Friday, October 19, 2012

Albert Wendt Interview - A poet in a Ponsonby garden


By Iain Sharp| Published NZ Listener on September 29, 2012 | Issue 3777

Writer Albert Wendt
Right - Albert Wendt, photo David White

Year after year, Reverend Loa’s faithful Samoan congregation drive in a convoy from Mangere across the Auckland Harbour Bridge to Long Bay for their New Year’s Day church picnic. Twenty-year-old Robo (nicknamed after the Robocop sci-fi movies he once loved) can barely endure the thought of it. “Apart from being boring, picnics are uncool and a lot of work for us, the ‘Au Talavou [Youth Group], serving our elders hand and foot and looking after the horde of little kids,” he moans. Still, Robo is a shrewd operator who has long since grasped the advantages of presenting a pious and dutiful front. As the only male child in his family, he has been singled out to go to university, even though his sisters got better grades at school. He uses the excuse of needing to devote time to his studies to wriggle out of the chores with which his siblings are lumbered.

His family believe he’s studying law, but entranced with the success story of The Warehouse founder Stephen Tindall, he has secretly switched to a business course. This year’s picnic is enlivened for him by the unexpected arrival of his cousins, the three gangsterish Makiva boys. At the risk of blowing his cover, Robo cannot resist smoking dope and hanging tough with them. The irony is that the Makiva boys, although unable to come up with any alternative to a life of crime, are sick of being social pariahs. They enjoy playing kilikiti and sharing the picnic with their relatives. Not that they are exactly welcome. Robo’s father and other elders won’t have a bar of them because of the shame they have brought to the community. An acute portrayal of the complexities of being Samoan in the 21st century that doesn’t settle for easy answers, Robocop in Long Bay is the opening story in Albert Wendt’s new collection, Ancestry.

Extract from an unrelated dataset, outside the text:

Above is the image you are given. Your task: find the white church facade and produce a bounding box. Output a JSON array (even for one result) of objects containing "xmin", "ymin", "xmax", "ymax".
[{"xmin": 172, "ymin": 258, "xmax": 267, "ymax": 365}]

This is not the only September release by the 72-year-old Samoan author. He also has a new volume of poetry in the shops, From Manoa to a Ponsonby Garden.


In theory, Wendt now lives in quiet retirement with his long-time partner, Reina Whaitiri. In practice, he’s as busy and energetic as ever. All the poems and all but one of the stories were written since his return to New Zealand in 2008 after teaching for four years at the University of Hawaii at Manoa. His two new publications follow hard on the heels of Mauri Ola, a hefty anthology of Polynesian poetry he compiled with Whaitiri and friend Robert Sullivan. Another novel – his seventh – is nearing completion and should appear next year. Besides all this literary activity, the walls of his Ponsonby home are lined with recent paintings he has done, many of them in response to the 2009 tsunami that devastated Samoa. Some incorporate direct quotes from interviews with survivors conducted by his niece Lani Wendt-Young. “The Robocop story is a bit unusual in being about a street gang,” Wendt points out. “What I’ve chiefly wanted to explore in my new stories is the successful middle class, both Samoan and European. In spite of all the years I’ve been involved in university work, I hadn’t written much before about academics and professional people.”